Class 32

DATA1220-55, Fall 2024

Sarah E. Grabinski

2024-11-22

Correlation vs Causation

Source: XKCD

Tidyverse

The goal of the `tidyverse` is to provide tools that support “human-centered” data analysis.

Tidyverse

  • readr: functions for importing data

  • dplyr: data cleaning and manipulation

  • ggplot2: data visualization

  • tibble: better formats for dataframes

  • forcats: tools for working with factors

  • stringr: tools for working with text strings

  • purrr: tools for functions and vectors

  • tidyr: tools for reshaping data

Other Useful Packages

  • janitor: functions like drop_na(), clean_names(), and tabyl()

  • naniar: very useful for managing missing data

  • kableExtra: attractive formatting for tables

  • gtsummary: summary statistic tables with attractive formatting

  • patchwork: combine ggplot2 figures

  • Hmisc: statistical analysis tools like describe()

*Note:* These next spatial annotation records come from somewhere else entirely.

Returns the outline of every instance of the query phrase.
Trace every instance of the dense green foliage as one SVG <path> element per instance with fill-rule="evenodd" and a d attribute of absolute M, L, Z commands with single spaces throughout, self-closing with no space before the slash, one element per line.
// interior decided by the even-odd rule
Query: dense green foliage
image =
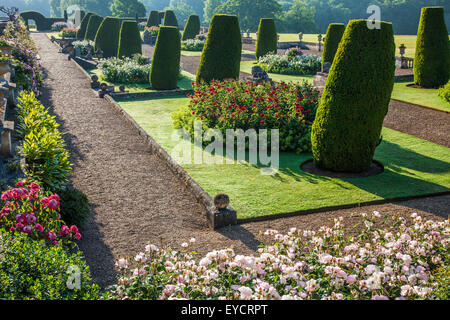
<path fill-rule="evenodd" d="M 450 44 L 443 7 L 422 8 L 414 58 L 414 82 L 437 88 L 450 78 Z"/>
<path fill-rule="evenodd" d="M 336 54 L 344 31 L 345 25 L 343 23 L 330 23 L 328 26 L 325 42 L 323 44 L 322 65 L 324 62 L 333 63 L 334 55 Z"/>
<path fill-rule="evenodd" d="M 200 33 L 200 17 L 197 15 L 189 16 L 186 26 L 184 27 L 182 41 L 194 39 Z"/>
<path fill-rule="evenodd" d="M 370 167 L 380 143 L 394 72 L 392 24 L 381 22 L 381 29 L 370 30 L 367 20 L 349 21 L 312 127 L 317 167 L 338 172 Z"/>
<path fill-rule="evenodd" d="M 131 57 L 136 53 L 142 54 L 142 40 L 139 27 L 136 21 L 124 21 L 120 29 L 117 57 Z"/>
<path fill-rule="evenodd" d="M 259 22 L 258 35 L 256 40 L 256 59 L 268 53 L 277 53 L 278 38 L 275 21 L 269 18 L 262 18 Z"/>
<path fill-rule="evenodd" d="M 147 27 L 159 27 L 160 24 L 161 19 L 159 18 L 159 12 L 154 10 L 150 11 L 147 19 Z"/>
<path fill-rule="evenodd" d="M 94 39 L 95 50 L 101 49 L 104 58 L 115 57 L 119 49 L 119 34 L 121 22 L 117 18 L 103 19 Z"/>
<path fill-rule="evenodd" d="M 165 25 L 166 27 L 178 28 L 177 17 L 175 16 L 175 13 L 172 10 L 166 10 L 166 12 L 164 13 L 163 25 Z"/>
<path fill-rule="evenodd" d="M 176 27 L 162 26 L 156 39 L 150 69 L 150 84 L 154 89 L 177 88 L 180 73 L 180 32 Z"/>
<path fill-rule="evenodd" d="M 81 24 L 80 27 L 78 28 L 78 32 L 77 32 L 77 38 L 78 39 L 83 39 L 84 40 L 84 36 L 86 35 L 86 29 L 87 29 L 87 25 L 89 23 L 89 19 L 91 18 L 91 16 L 93 16 L 95 13 L 92 12 L 88 12 L 84 18 L 81 20 Z"/>
<path fill-rule="evenodd" d="M 89 22 L 86 27 L 86 34 L 84 35 L 84 40 L 95 40 L 95 35 L 97 34 L 98 28 L 102 24 L 103 18 L 98 15 L 92 15 L 89 18 Z"/>
<path fill-rule="evenodd" d="M 63 246 L 50 246 L 25 234 L 0 230 L 0 297 L 7 300 L 99 299 L 100 289 L 91 284 L 89 267 L 81 251 L 71 254 Z M 79 289 L 73 269 L 80 272 Z"/>
<path fill-rule="evenodd" d="M 238 79 L 241 51 L 241 32 L 237 16 L 215 15 L 209 26 L 196 81 Z"/>

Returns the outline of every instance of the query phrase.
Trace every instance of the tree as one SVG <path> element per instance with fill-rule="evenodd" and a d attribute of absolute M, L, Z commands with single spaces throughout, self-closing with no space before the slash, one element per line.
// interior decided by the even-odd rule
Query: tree
<path fill-rule="evenodd" d="M 147 15 L 145 5 L 139 0 L 113 0 L 111 13 L 114 17 L 143 17 Z"/>

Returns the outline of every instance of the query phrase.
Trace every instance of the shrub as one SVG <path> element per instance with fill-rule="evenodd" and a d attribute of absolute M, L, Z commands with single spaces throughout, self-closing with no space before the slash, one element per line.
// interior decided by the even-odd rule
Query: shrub
<path fill-rule="evenodd" d="M 137 23 L 124 21 L 120 29 L 117 57 L 131 57 L 136 53 L 142 54 L 142 40 Z"/>
<path fill-rule="evenodd" d="M 310 75 L 320 71 L 322 59 L 316 55 L 268 54 L 259 58 L 258 65 L 265 71 L 279 74 Z"/>
<path fill-rule="evenodd" d="M 89 23 L 89 19 L 91 18 L 92 15 L 94 15 L 95 13 L 92 12 L 88 12 L 83 19 L 81 20 L 80 23 L 80 27 L 78 28 L 77 31 L 77 38 L 78 39 L 84 39 L 84 36 L 86 35 L 86 29 L 87 29 L 87 25 Z"/>
<path fill-rule="evenodd" d="M 0 231 L 0 297 L 8 300 L 99 299 L 81 251 L 47 246 L 25 235 Z M 80 271 L 80 288 L 69 289 L 73 266 Z M 78 271 L 77 270 L 77 271 Z"/>
<path fill-rule="evenodd" d="M 256 40 L 256 59 L 268 53 L 277 53 L 278 37 L 274 19 L 262 18 L 259 21 L 258 35 Z"/>
<path fill-rule="evenodd" d="M 158 11 L 150 11 L 147 19 L 147 27 L 159 27 L 161 19 L 159 18 Z"/>
<path fill-rule="evenodd" d="M 89 22 L 86 28 L 86 35 L 84 36 L 84 40 L 95 40 L 95 35 L 97 34 L 98 28 L 102 23 L 103 18 L 98 15 L 92 15 L 89 18 Z"/>
<path fill-rule="evenodd" d="M 450 78 L 450 46 L 443 7 L 422 8 L 417 31 L 414 82 L 437 88 Z"/>
<path fill-rule="evenodd" d="M 279 129 L 280 149 L 301 153 L 311 149 L 310 131 L 317 104 L 312 86 L 226 80 L 210 85 L 196 84 L 190 103 L 172 115 L 175 128 L 184 128 L 193 137 L 195 121 L 203 129 Z M 207 142 L 205 142 L 207 143 Z"/>
<path fill-rule="evenodd" d="M 102 78 L 118 84 L 148 83 L 150 65 L 139 57 L 100 60 L 98 68 L 102 71 Z"/>
<path fill-rule="evenodd" d="M 189 248 L 194 238 L 181 251 L 149 244 L 134 261 L 116 262 L 111 291 L 139 300 L 448 299 L 448 269 L 446 277 L 441 270 L 449 263 L 449 222 L 379 215 L 365 215 L 357 236 L 342 217 L 318 230 L 267 230 L 253 256 L 227 248 L 200 259 Z"/>
<path fill-rule="evenodd" d="M 444 87 L 439 89 L 439 97 L 444 101 L 450 102 L 450 81 L 447 82 Z"/>
<path fill-rule="evenodd" d="M 101 49 L 103 57 L 117 56 L 119 50 L 120 20 L 106 17 L 103 19 L 94 39 L 95 50 Z"/>
<path fill-rule="evenodd" d="M 325 42 L 323 44 L 322 65 L 324 62 L 333 63 L 339 42 L 345 31 L 343 23 L 330 23 L 328 26 Z"/>
<path fill-rule="evenodd" d="M 200 32 L 200 18 L 199 16 L 193 14 L 190 15 L 188 21 L 186 22 L 186 26 L 184 27 L 182 41 L 186 41 L 189 39 L 195 39 L 195 37 Z"/>
<path fill-rule="evenodd" d="M 181 42 L 181 50 L 202 51 L 205 46 L 205 40 L 189 39 Z"/>
<path fill-rule="evenodd" d="M 83 226 L 91 214 L 88 197 L 80 190 L 67 188 L 59 193 L 61 218 L 68 225 Z"/>
<path fill-rule="evenodd" d="M 33 92 L 20 94 L 17 113 L 18 127 L 24 135 L 24 173 L 47 190 L 61 190 L 68 183 L 72 164 L 58 124 Z"/>
<path fill-rule="evenodd" d="M 18 182 L 17 188 L 1 194 L 0 228 L 52 244 L 81 239 L 75 225 L 69 228 L 61 220 L 59 206 L 57 194 L 45 192 L 36 183 Z"/>
<path fill-rule="evenodd" d="M 347 172 L 370 167 L 380 143 L 394 72 L 392 24 L 381 22 L 380 29 L 370 30 L 367 20 L 351 20 L 336 52 L 312 127 L 317 167 Z"/>
<path fill-rule="evenodd" d="M 176 89 L 179 73 L 180 32 L 176 27 L 161 27 L 153 53 L 150 83 L 158 90 Z"/>
<path fill-rule="evenodd" d="M 163 25 L 166 27 L 177 27 L 178 21 L 175 13 L 172 10 L 166 10 L 164 13 L 164 22 Z"/>
<path fill-rule="evenodd" d="M 198 66 L 197 82 L 239 78 L 242 51 L 240 30 L 237 16 L 213 16 Z"/>

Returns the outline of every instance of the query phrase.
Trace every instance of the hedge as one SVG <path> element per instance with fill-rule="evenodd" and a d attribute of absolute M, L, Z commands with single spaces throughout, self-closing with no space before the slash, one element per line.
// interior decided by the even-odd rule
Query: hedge
<path fill-rule="evenodd" d="M 196 81 L 238 79 L 241 50 L 241 31 L 237 16 L 214 15 L 209 25 Z"/>
<path fill-rule="evenodd" d="M 361 72 L 364 70 L 364 72 Z M 331 66 L 311 132 L 316 167 L 362 172 L 380 143 L 394 85 L 392 24 L 351 20 Z"/>
<path fill-rule="evenodd" d="M 106 17 L 103 19 L 95 36 L 95 50 L 103 51 L 104 58 L 117 56 L 119 50 L 119 34 L 121 22 L 117 18 Z"/>
<path fill-rule="evenodd" d="M 150 14 L 148 15 L 148 20 L 147 20 L 147 27 L 159 27 L 159 25 L 161 24 L 161 19 L 159 17 L 159 12 L 158 11 L 150 11 Z"/>
<path fill-rule="evenodd" d="M 188 21 L 186 22 L 186 26 L 184 27 L 182 41 L 186 41 L 189 39 L 195 39 L 200 33 L 200 17 L 193 14 L 190 15 Z"/>
<path fill-rule="evenodd" d="M 142 54 L 142 40 L 136 21 L 124 21 L 120 28 L 119 50 L 117 57 L 131 57 Z"/>
<path fill-rule="evenodd" d="M 172 10 L 166 10 L 164 13 L 164 23 L 166 27 L 177 27 L 178 28 L 178 21 L 177 17 L 175 16 L 175 13 Z"/>
<path fill-rule="evenodd" d="M 157 90 L 177 88 L 180 73 L 180 32 L 177 27 L 161 26 L 150 69 L 150 83 Z"/>
<path fill-rule="evenodd" d="M 256 59 L 264 57 L 268 53 L 277 53 L 278 35 L 275 20 L 262 18 L 259 21 L 258 36 L 256 40 Z"/>
<path fill-rule="evenodd" d="M 344 31 L 345 25 L 343 23 L 330 23 L 328 26 L 325 42 L 323 44 L 322 66 L 325 62 L 333 63 L 334 56 Z"/>
<path fill-rule="evenodd" d="M 450 78 L 450 45 L 443 7 L 422 8 L 417 31 L 414 82 L 437 88 Z"/>
<path fill-rule="evenodd" d="M 77 31 L 78 39 L 84 39 L 84 36 L 86 35 L 87 24 L 89 23 L 89 19 L 91 18 L 91 16 L 94 14 L 95 13 L 88 12 L 81 20 L 80 27 L 78 28 Z"/>
<path fill-rule="evenodd" d="M 95 40 L 95 35 L 97 34 L 98 28 L 102 24 L 103 17 L 98 15 L 92 15 L 89 18 L 89 22 L 86 28 L 86 34 L 84 36 L 84 40 Z"/>

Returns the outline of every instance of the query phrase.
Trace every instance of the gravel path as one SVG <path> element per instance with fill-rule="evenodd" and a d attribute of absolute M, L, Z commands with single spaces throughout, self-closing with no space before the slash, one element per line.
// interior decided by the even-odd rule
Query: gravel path
<path fill-rule="evenodd" d="M 297 216 L 227 227 L 214 232 L 207 226 L 203 208 L 165 164 L 150 153 L 143 140 L 99 99 L 89 81 L 45 34 L 32 33 L 45 72 L 43 103 L 65 132 L 74 163 L 73 185 L 90 199 L 93 215 L 82 229 L 80 247 L 101 286 L 115 282 L 114 261 L 134 256 L 148 242 L 179 245 L 191 237 L 195 250 L 204 254 L 233 246 L 237 253 L 252 254 L 260 243 L 259 231 L 291 227 L 317 228 L 330 218 L 352 212 L 448 217 L 450 195 Z"/>

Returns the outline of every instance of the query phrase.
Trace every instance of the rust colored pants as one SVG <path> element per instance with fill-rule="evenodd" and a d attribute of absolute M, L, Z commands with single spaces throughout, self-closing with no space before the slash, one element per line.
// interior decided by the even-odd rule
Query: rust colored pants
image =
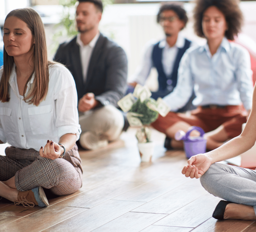
<path fill-rule="evenodd" d="M 190 115 L 169 112 L 164 117 L 159 115 L 151 124 L 157 130 L 166 133 L 166 130 L 178 122 L 183 121 L 191 126 L 199 126 L 208 132 L 222 125 L 228 138 L 234 138 L 242 131 L 242 124 L 246 122 L 244 111 L 240 106 L 227 106 L 224 108 L 204 109 L 199 106 Z"/>

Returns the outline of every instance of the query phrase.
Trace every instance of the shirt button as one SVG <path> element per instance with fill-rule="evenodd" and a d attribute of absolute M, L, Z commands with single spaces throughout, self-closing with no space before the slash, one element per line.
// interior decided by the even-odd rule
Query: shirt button
<path fill-rule="evenodd" d="M 170 79 L 168 79 L 166 81 L 166 83 L 168 85 L 170 85 L 172 83 L 172 81 Z"/>
<path fill-rule="evenodd" d="M 171 85 L 169 85 L 167 87 L 167 89 L 169 91 L 172 91 L 173 89 L 173 87 Z"/>

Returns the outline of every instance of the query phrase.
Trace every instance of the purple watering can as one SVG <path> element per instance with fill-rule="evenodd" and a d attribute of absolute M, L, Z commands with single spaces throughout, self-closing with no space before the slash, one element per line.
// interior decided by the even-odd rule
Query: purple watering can
<path fill-rule="evenodd" d="M 189 136 L 190 132 L 194 130 L 200 132 L 200 136 L 192 137 Z M 206 139 L 203 136 L 204 134 L 204 130 L 198 126 L 191 126 L 186 133 L 181 130 L 176 132 L 175 139 L 177 140 L 184 141 L 184 150 L 186 156 L 188 159 L 193 155 L 205 153 Z"/>

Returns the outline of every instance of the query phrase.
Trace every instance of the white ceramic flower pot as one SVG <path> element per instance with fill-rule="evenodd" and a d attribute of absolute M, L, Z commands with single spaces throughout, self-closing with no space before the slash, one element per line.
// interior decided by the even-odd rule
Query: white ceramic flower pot
<path fill-rule="evenodd" d="M 138 147 L 141 162 L 151 162 L 154 151 L 154 143 L 149 142 L 138 142 Z"/>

  • mosaic: statistical analysis tools like favstats()

Infer Package

  • Functions for “tidy” statistical analysis

  • Specify statistical models, calculate statistics

  • Infer sampling distributions, test hypotheses

  • Uses theoretical or permutation based null distributions

Tests in the Infer Package

  • 1- or 2-sample proportion- or Z-tests

  • 1- or 2-sample t-tests for means

  • Chi-squared test of independence for categorical variables

  • ANOVA test of independence for numeric variables

  • Correlations and simple linear regression

Primary Functions

  • specify(): set response variable (and explanatory, if needed)

  • calculate(): calculate statistics

  • observe(): combines specify() and calculate()

  • assume(): sets a null distribution

  • hypothesize(): sets a null hypothesis

  • get_ci(): calculate a confidence interval from given distribution

  • visualize(), shade_p_value(): visualize observed statistics vs null hypotheses

  • get_p_value(): get p-value for observed statistic under null hypothesis

Packages for Today

We will be working with the gss dataset from the infer package.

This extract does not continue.